Wie Instagram-Exzesse zum Mobbing gegen sich selbst werden können

Wie Instagram-Exzesse zum Mobbing gegen sich selbst werden können

Wer sich auf Instagram präsentiert, will ein ganz bestimmtes Bild von sich erzeugen und / oder möglichst viele unterschiedliche Facetten seiner Persönlichkeit zeigen. Beides ist aus psychologischer Sicht unbedenklich, solange diese Inszenierungen einen spielerischen Charakter haben. Problematisch wird es erst, wenn mit dem auf Instagram erzeugten Bild gegen eine schwache Selbstwahrnehmung gekämpft wird: dann werden exzessive Instagram-Inszenierungen zu einer Art Mobbing gegen das als schwach wahrgenommene Selbstbild, das mit einem stärkeren Idealbild auf Instagram systematisch übertüncht wird. Das kann zu einem großen persönlichen Unglück werden.
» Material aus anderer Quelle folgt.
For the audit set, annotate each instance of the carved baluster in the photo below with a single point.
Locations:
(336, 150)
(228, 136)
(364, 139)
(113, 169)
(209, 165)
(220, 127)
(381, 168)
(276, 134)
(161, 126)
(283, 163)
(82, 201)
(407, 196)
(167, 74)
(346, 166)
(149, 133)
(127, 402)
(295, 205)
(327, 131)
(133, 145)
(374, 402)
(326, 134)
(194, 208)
Das Zukunftsinstitut hat für das Ausleben unterschiedlicher Persönlichkeitsfacetten einen neuen Begriff geprägt: „Nothenticity“ (1) – die Authentizität der Zukunft. Es geht nicht mehr darum, eindimensional „wir selbst“ zu sein, sondern darum, „unsere verschiedenen Identitäten souverän zu managen“, ganz besonders in den sozialen Medien.
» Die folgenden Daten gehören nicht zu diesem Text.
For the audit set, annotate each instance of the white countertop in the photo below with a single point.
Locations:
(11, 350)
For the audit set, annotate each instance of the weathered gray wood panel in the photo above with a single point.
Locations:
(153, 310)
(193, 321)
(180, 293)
Die Anomymität der virtuellen Welt hat die Abkoppelung vom realen, authentischen Alltags-Ich zugunsten einer spielerischen Inszenierung von Traum- und Fake-Identitäten von Anfang an begünstigt. Im schlimmsten Fall ging das einher mit enthemmten Pöbelattacken, im besten Fall ging es um das kreative Ausleben unterschiedlicher Persönlichkeitsfacetten, die im realen sozialen Umfeld nur begrenzte Aussichten auf gesellschaftliche Akzeptanz haben.

Aus psychologischer Sicht ist das Spiel mit verschiedenen Facetten der eigenen Persönlichkeit kein Problem, es ist sogar Teil unserer Kultur: so zeigt bspw. die ganz private Identität andere Ausprägungen als die, die wir im Job produzieren, und der Versuch (insbesondere der New Economy im Silicon Valley), beide miteinander zu einer einzigen Identität zu verschmelzen, hat die meisten überfordert; denn ein mehrdimensionales Selbst entspricht der inneren Wirklichkeit eines Menschen eher als ein geschlossenes Ich: jeder Mensch spielt in seinem Leben seit jeher verschiedene Rollen.
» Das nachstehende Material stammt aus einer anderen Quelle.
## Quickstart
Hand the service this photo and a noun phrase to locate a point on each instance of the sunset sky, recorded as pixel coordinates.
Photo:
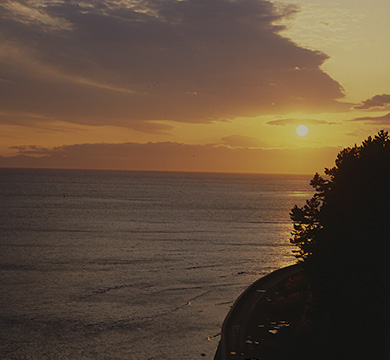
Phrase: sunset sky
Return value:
(191, 85)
Insofern ist das virtuelle Spiel mit unterschiedlichen Teilaspekten der eigenen Persönlichkeit eher befreiend als gefährlich – wenn es im Kern die eigene Identität hochhält. Jeder entscheidet selbst und immer wieder neu, wann und wo er welche Aspekte dieser Identität preisgibt, aber sie muss im Kern authentisch, also wahr bleiben. Dieses aufrichtige „Identity Management“ ist die Voraussetzung für einen beglückenden Umgang mit der eigenen Vielseitigkeit (2).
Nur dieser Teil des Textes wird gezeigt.